Un passaggio fugace, un semplice saluto a chi aveva organizzato la giornata per ricordare Giovanni Falcone, la moglie e la sua scorta brutalmente assassinati dalla mafia 23 anni fa, e una grande emozione in quella scuola.

Oggi che ci sono gli “istituti comprensivi”, per chi la ricorda in costruzione prima (al posto di vecchie “baracche“) e come succursale del “Cesare Battisti“, essere in un istituto intitolato a Falcone è già un passo avanti. Che brutto quel giorno e come vola il tempo. A scuola, oggi, c’erano quanti come me nel ’92 si affacciavano appena al mondo del lavoro e adesso sono genitori. C’erano persone che io vedevo già adulte quando ero bambino ed erano lì per assistere al lavoro dei nipoti. C’erano quegli alunni nati dieci anni dopo la strage di Capaci e in grado di ricostruire quanto accaduto e comprendere il messaggio di Falcone che prima era stato di Chinnici, Dalla Chiesa, poi di Borsellino e di tutti quelli che la mafia ha ucciso. Un messaggio di legalità, speranza, senso di giustizia, coraggio, perché: “Chi ha paura muore ogni giorno, chi non ha paura muore una volta sola” – come ci ricordava proprio Falcone.
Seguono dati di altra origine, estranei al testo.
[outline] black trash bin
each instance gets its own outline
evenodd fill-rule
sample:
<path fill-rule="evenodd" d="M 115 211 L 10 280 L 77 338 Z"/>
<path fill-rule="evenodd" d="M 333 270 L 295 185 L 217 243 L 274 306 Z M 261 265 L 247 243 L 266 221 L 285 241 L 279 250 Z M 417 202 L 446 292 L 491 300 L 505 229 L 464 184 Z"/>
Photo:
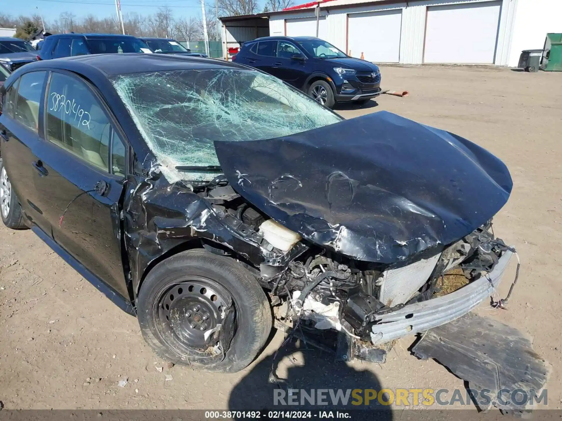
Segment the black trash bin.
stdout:
<path fill-rule="evenodd" d="M 519 56 L 519 68 L 526 72 L 538 72 L 541 65 L 542 50 L 523 50 Z"/>

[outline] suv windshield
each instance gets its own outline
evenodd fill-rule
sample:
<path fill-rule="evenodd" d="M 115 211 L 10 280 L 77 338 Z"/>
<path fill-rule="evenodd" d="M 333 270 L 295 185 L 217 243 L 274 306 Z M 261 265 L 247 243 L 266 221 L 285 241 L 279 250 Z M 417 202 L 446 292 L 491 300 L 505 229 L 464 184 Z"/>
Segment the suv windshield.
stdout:
<path fill-rule="evenodd" d="M 342 120 L 277 77 L 253 70 L 166 71 L 111 79 L 170 182 L 215 177 L 176 168 L 219 165 L 215 140 L 273 139 Z"/>
<path fill-rule="evenodd" d="M 346 57 L 347 56 L 342 52 L 330 43 L 321 39 L 306 39 L 298 41 L 298 45 L 306 50 L 306 52 L 316 58 L 334 58 Z"/>
<path fill-rule="evenodd" d="M 0 41 L 0 54 L 11 53 L 25 53 L 26 51 L 35 51 L 31 44 L 25 41 L 15 40 L 13 41 Z"/>
<path fill-rule="evenodd" d="M 136 38 L 89 38 L 86 40 L 92 54 L 107 53 L 152 53 L 150 48 Z"/>
<path fill-rule="evenodd" d="M 179 43 L 167 39 L 147 39 L 145 42 L 155 53 L 187 53 Z"/>

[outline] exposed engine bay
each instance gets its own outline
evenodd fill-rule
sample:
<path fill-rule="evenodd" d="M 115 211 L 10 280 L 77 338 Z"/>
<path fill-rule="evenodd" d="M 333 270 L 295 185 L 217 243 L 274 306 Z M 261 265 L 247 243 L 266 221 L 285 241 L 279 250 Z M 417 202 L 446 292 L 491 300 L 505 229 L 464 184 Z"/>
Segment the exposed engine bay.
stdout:
<path fill-rule="evenodd" d="M 454 243 L 427 250 L 415 259 L 394 264 L 362 262 L 303 240 L 243 200 L 223 176 L 191 187 L 215 202 L 215 212 L 233 218 L 233 225 L 260 245 L 266 259 L 253 268 L 253 273 L 269 292 L 279 321 L 288 328 L 298 325 L 340 332 L 355 350 L 347 360 L 355 356 L 384 362 L 383 344 L 416 332 L 406 330 L 397 337 L 377 340 L 374 332 L 384 323 L 382 316 L 442 295 L 448 273 L 456 272 L 464 278 L 458 288 L 486 278 L 506 252 L 510 257 L 514 251 L 495 237 L 491 220 Z M 228 254 L 209 244 L 205 247 Z M 497 299 L 493 304 L 501 306 L 505 302 Z"/>
<path fill-rule="evenodd" d="M 384 112 L 282 138 L 214 144 L 220 166 L 202 168 L 214 178 L 170 184 L 155 163 L 144 181 L 128 180 L 133 291 L 160 257 L 202 247 L 251 273 L 278 328 L 337 360 L 379 363 L 396 340 L 420 333 L 422 344 L 426 332 L 491 298 L 487 305 L 505 308 L 519 263 L 505 298 L 497 288 L 519 258 L 495 236 L 492 218 L 512 181 L 505 164 L 477 145 Z M 238 311 L 229 309 L 190 361 L 226 358 Z M 430 355 L 431 346 L 420 345 L 419 355 Z M 446 365 L 450 355 L 461 357 L 436 355 Z M 462 357 L 490 374 L 475 352 Z M 532 383 L 540 388 L 545 381 Z"/>

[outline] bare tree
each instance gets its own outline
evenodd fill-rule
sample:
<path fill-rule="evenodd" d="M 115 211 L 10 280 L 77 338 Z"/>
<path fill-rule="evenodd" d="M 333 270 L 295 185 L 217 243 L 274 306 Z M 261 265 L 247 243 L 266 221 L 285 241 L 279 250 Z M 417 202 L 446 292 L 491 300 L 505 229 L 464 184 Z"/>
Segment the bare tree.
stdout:
<path fill-rule="evenodd" d="M 277 12 L 290 7 L 293 4 L 293 0 L 266 0 L 264 12 Z"/>
<path fill-rule="evenodd" d="M 80 26 L 84 32 L 99 32 L 99 20 L 91 13 L 84 18 Z"/>
<path fill-rule="evenodd" d="M 216 12 L 214 10 L 210 8 L 205 11 L 205 17 L 207 21 L 207 33 L 209 35 L 209 40 L 216 40 Z M 200 16 L 197 20 L 197 27 L 199 33 L 201 34 L 201 39 L 204 39 L 203 18 L 201 16 Z"/>
<path fill-rule="evenodd" d="M 219 8 L 227 16 L 251 15 L 257 8 L 257 0 L 218 0 Z"/>
<path fill-rule="evenodd" d="M 221 0 L 223 1 L 223 0 Z M 257 0 L 224 0 L 237 2 L 242 4 L 241 12 L 248 11 L 247 7 L 256 8 Z M 288 1 L 288 0 L 279 0 Z M 251 4 L 248 2 L 253 2 Z M 242 3 L 243 2 L 243 3 Z M 253 4 L 253 6 L 252 6 Z M 243 7 L 247 8 L 244 9 Z M 209 39 L 216 39 L 217 21 L 214 8 L 209 7 L 206 13 L 207 27 Z M 42 29 L 41 18 L 38 15 L 32 16 L 20 16 L 15 17 L 6 13 L 0 13 L 0 27 L 16 28 L 25 32 L 24 26 L 29 26 L 31 22 L 35 26 Z M 101 33 L 106 34 L 120 34 L 121 24 L 116 16 L 110 15 L 103 18 L 89 14 L 81 18 L 76 18 L 72 13 L 61 13 L 58 19 L 50 21 L 45 21 L 45 28 L 52 34 L 75 32 Z M 169 7 L 160 7 L 154 15 L 143 16 L 135 12 L 130 12 L 123 15 L 123 26 L 125 33 L 135 36 L 158 36 L 174 38 L 180 40 L 198 41 L 203 39 L 203 22 L 201 18 L 191 17 L 174 19 L 172 10 Z"/>
<path fill-rule="evenodd" d="M 202 26 L 202 24 L 201 26 Z M 189 20 L 184 17 L 176 21 L 175 31 L 176 36 L 183 40 L 195 41 L 203 38 L 203 34 L 200 29 L 199 22 L 192 17 Z"/>
<path fill-rule="evenodd" d="M 158 7 L 156 13 L 158 29 L 166 38 L 174 37 L 174 13 L 167 6 Z"/>
<path fill-rule="evenodd" d="M 59 20 L 64 22 L 65 32 L 74 31 L 74 19 L 76 16 L 70 12 L 63 12 L 60 15 Z"/>

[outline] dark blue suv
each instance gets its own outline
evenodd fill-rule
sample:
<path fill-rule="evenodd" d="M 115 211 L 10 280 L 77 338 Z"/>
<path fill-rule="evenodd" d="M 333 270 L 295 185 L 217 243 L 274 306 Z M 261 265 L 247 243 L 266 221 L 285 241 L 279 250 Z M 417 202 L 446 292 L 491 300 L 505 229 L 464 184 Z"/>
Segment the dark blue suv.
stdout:
<path fill-rule="evenodd" d="M 346 101 L 364 103 L 380 94 L 378 66 L 318 38 L 257 38 L 244 43 L 232 60 L 277 76 L 329 107 Z"/>

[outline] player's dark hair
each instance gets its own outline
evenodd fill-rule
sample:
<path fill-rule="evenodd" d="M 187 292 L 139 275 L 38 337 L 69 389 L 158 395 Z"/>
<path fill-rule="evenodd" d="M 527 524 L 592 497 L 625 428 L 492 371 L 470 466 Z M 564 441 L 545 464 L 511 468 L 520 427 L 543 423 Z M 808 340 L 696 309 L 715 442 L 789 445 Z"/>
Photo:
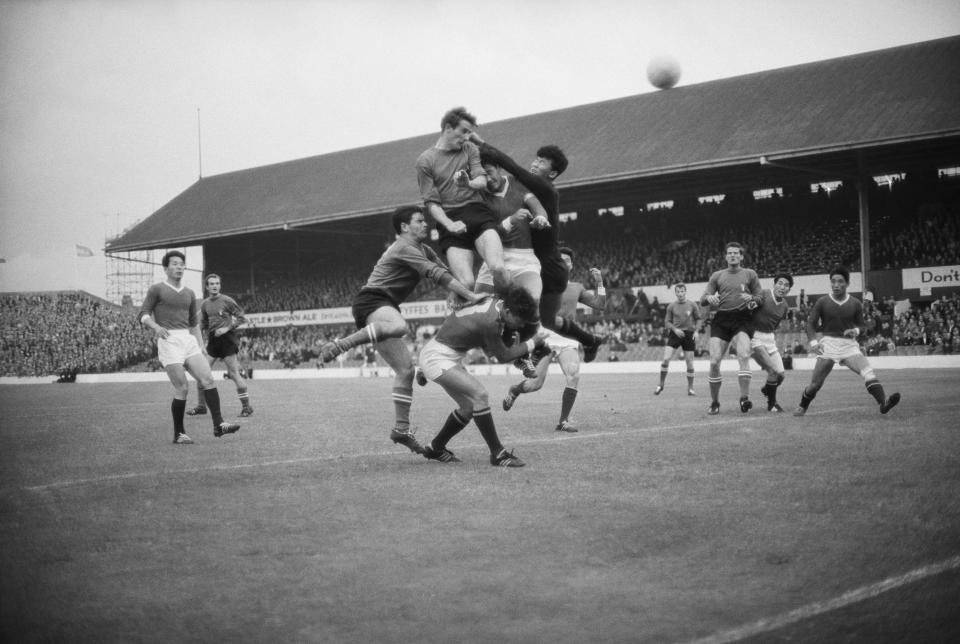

Vedere i lavori dei ragazzi, vederli indossare le maglie “No alla mafia“, vedere il fermento dei genitori che hanno organizzato (complimenti ad Andrea e Manuela, non me ne vogliano gli altri che purtroppo non conosco), leggere qualcosa al volo, fermarsi a sbirciare un video, dice che c’è un Paese che non si arrenderà mai.  E che Falcone e gli altri sono stati uccisi, vero, ma vivranno per sempre.

Tenendo a mente una frase proprio del prefetto Carlo Alberto Dalla Chiesa: “Finché una tessera di partito conterà più dello Stato, non ce la faremo mai a vincere“. Una tessera o un interesse particolare rispetto a quello generale, l’interpretazione errata del proprio ruolo pubblico o il potere usato per fare favori anziché amministrare, a volte intimidire anziché rispondere.

Quei ragazzi stamattina ci hanno detto altro ovvero che questa battaglia si può e si deve vincere.